Не подарком стали военнослужащие срочной службы. При работе с пополнением складывалось впечатление, что подбора людей в военкоматах для ракетных войск просто не стало. Да, по-прежнему полк командирует офицеров в военные комиссариаты. А кого они привезут?
      — Бери! Бери, капитан, других нет…
      Эти поездки большей частью заканчивались тем, что прибывший офицер начальнику штаба выкладывал список десятка людей, из которых можно сделать писаря или музыканта. Прибывшая молодёжь направлялась в карантин, и туда для работы с пополнением шли лучшие офицеры. Прошёл солдат курс молодого бойца, пришёл в батарею или роту, и тотчас же начались проблемы. Одному сходу по шее надают, другому по заднице. Разбираться начнет командир, а сержант ему: «Делать не хочет», «Не подчиняется, не умеет» и так далее.

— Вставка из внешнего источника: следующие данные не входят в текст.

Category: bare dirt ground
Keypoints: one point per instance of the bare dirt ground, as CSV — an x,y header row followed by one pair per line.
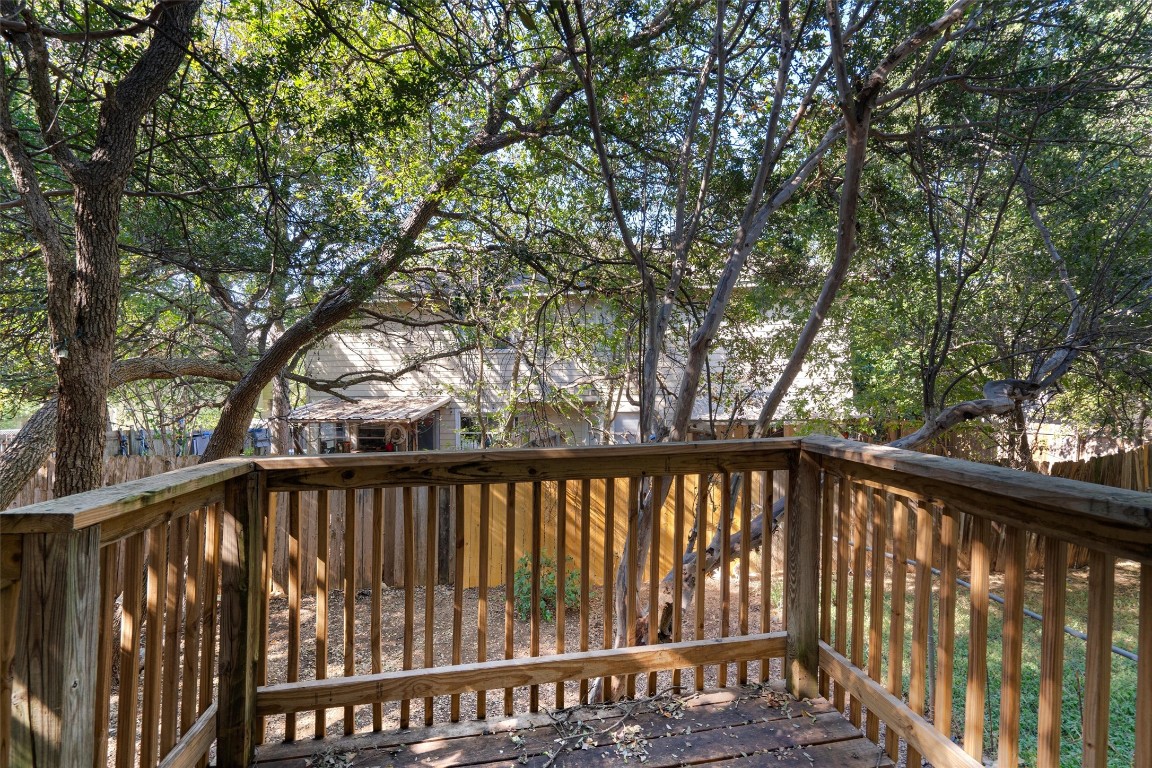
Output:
x,y
441,628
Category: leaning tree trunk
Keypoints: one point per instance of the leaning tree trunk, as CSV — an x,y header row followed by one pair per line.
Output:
x,y
84,360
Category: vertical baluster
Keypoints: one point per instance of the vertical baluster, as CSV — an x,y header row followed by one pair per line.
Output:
x,y
702,533
561,576
977,640
1144,673
766,535
482,603
153,643
321,602
409,594
430,571
533,640
212,538
457,601
350,559
653,608
1101,588
946,635
174,618
745,544
609,547
843,527
110,557
1012,647
859,564
377,608
585,570
899,512
922,618
509,577
213,533
725,568
1052,653
129,644
194,613
677,557
268,554
295,539
634,576
826,578
9,600
876,603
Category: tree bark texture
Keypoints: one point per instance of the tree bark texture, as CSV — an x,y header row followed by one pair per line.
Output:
x,y
84,288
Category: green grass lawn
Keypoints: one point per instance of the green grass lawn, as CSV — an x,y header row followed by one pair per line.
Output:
x,y
1121,732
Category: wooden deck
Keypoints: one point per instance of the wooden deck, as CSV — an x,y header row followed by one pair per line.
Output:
x,y
721,728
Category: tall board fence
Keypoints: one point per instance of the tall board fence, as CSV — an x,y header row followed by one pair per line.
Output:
x,y
116,470
434,516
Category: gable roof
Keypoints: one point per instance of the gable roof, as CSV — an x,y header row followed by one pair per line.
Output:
x,y
369,409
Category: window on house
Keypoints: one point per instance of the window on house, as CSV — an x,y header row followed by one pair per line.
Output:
x,y
471,436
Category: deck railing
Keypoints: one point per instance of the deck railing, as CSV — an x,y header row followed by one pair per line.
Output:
x,y
870,559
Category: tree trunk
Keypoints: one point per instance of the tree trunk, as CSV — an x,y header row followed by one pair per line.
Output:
x,y
85,358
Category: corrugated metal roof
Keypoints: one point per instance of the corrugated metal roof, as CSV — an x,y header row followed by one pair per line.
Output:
x,y
369,409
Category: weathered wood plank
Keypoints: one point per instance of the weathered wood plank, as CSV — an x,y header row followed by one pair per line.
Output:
x,y
376,617
57,635
115,504
1113,519
922,618
899,512
1013,644
430,550
858,621
194,744
1101,586
515,673
876,603
517,464
1144,673
1052,653
977,640
843,526
946,625
153,643
321,602
457,594
392,740
349,601
939,750
110,563
241,608
482,599
803,529
561,576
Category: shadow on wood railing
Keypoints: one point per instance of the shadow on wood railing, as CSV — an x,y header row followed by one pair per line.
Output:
x,y
146,623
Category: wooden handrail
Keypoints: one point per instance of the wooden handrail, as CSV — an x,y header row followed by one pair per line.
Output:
x,y
524,464
1111,519
129,507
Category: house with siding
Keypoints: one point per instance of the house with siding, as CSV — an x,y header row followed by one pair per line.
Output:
x,y
454,394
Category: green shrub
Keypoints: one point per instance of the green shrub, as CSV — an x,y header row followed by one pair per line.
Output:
x,y
522,587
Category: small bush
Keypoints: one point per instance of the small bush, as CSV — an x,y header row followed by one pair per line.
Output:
x,y
522,587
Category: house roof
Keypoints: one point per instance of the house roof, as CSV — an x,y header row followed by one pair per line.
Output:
x,y
369,409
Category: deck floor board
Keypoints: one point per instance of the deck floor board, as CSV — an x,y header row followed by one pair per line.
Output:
x,y
720,728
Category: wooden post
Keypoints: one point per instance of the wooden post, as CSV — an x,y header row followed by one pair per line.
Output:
x,y
802,575
57,631
241,605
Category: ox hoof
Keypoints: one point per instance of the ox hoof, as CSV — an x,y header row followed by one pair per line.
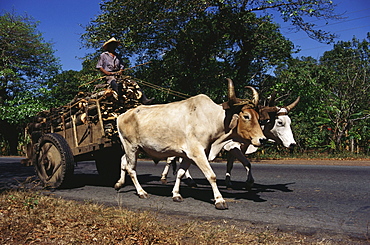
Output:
x,y
117,187
228,184
144,196
177,199
221,205
248,186
190,182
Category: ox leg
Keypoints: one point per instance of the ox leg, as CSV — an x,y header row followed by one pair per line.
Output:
x,y
229,167
185,164
247,165
202,162
167,169
128,164
121,181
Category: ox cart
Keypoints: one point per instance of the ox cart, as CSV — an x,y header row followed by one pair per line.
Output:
x,y
85,129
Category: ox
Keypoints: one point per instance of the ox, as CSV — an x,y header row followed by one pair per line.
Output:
x,y
275,126
198,128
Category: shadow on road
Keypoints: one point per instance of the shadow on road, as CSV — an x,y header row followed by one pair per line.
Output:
x,y
203,192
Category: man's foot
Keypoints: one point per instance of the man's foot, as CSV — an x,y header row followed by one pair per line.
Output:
x,y
147,101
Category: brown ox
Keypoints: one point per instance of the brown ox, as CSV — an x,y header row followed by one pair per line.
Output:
x,y
198,128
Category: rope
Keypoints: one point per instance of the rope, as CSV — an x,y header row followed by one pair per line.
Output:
x,y
169,91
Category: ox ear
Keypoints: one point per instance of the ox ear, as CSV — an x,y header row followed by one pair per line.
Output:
x,y
234,121
291,106
264,112
225,105
272,99
255,96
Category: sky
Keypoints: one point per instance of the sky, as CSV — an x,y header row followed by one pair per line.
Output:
x,y
62,23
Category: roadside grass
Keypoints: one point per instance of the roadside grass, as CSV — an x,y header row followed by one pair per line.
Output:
x,y
30,217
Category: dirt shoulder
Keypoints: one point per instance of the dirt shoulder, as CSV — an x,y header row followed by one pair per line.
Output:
x,y
332,162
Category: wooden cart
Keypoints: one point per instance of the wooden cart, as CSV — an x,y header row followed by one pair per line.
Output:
x,y
85,129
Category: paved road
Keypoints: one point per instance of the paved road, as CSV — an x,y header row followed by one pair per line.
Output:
x,y
305,198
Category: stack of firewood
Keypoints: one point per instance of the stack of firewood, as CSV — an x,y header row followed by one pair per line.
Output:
x,y
103,103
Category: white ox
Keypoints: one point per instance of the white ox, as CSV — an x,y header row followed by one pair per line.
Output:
x,y
275,126
198,128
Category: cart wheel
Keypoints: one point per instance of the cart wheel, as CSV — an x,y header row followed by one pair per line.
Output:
x,y
108,164
54,161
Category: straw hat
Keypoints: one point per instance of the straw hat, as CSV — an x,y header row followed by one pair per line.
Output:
x,y
110,41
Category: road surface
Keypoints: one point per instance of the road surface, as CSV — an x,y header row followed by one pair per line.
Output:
x,y
305,198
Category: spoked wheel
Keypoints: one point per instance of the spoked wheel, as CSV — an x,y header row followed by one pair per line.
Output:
x,y
54,161
108,164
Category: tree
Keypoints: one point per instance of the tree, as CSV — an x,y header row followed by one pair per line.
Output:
x,y
26,62
197,43
334,108
347,69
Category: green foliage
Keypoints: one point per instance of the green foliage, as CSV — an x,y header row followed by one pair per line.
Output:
x,y
333,111
195,44
26,63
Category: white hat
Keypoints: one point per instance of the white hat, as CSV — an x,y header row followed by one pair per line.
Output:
x,y
109,41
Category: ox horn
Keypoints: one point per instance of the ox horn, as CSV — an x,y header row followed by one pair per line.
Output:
x,y
231,91
272,99
291,106
255,95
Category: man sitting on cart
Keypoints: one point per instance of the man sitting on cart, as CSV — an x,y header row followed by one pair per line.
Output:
x,y
110,63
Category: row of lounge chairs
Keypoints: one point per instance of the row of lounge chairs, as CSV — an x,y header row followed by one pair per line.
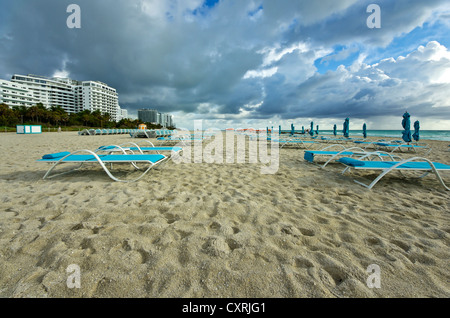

      Расцветало «дедовство». В семидесятых говорили о его «элементах», а спустя десяток лет уже о «дедовстве» как о проблеме. Кое-где пытались её исследовать, искали корни в ПТУ, детских домах, мол, оттуда занесена эта зараза. Брошюры о взаимоотношениях в коллективах выпускали, семинары с офицерами проводились и так далее.
      В полку исследовать эти проблемы было некогда, да и некому, если быть честными. Пришла молодёжь, вводи её в строй и занимайся ею. Армейская мудрость гласит: «Занят солдат — некогда ему дурью маяться». Солдат должен быть постоянно занят — вот главный принцип борьбы с неуставщиной. На это в полку и ориентировались.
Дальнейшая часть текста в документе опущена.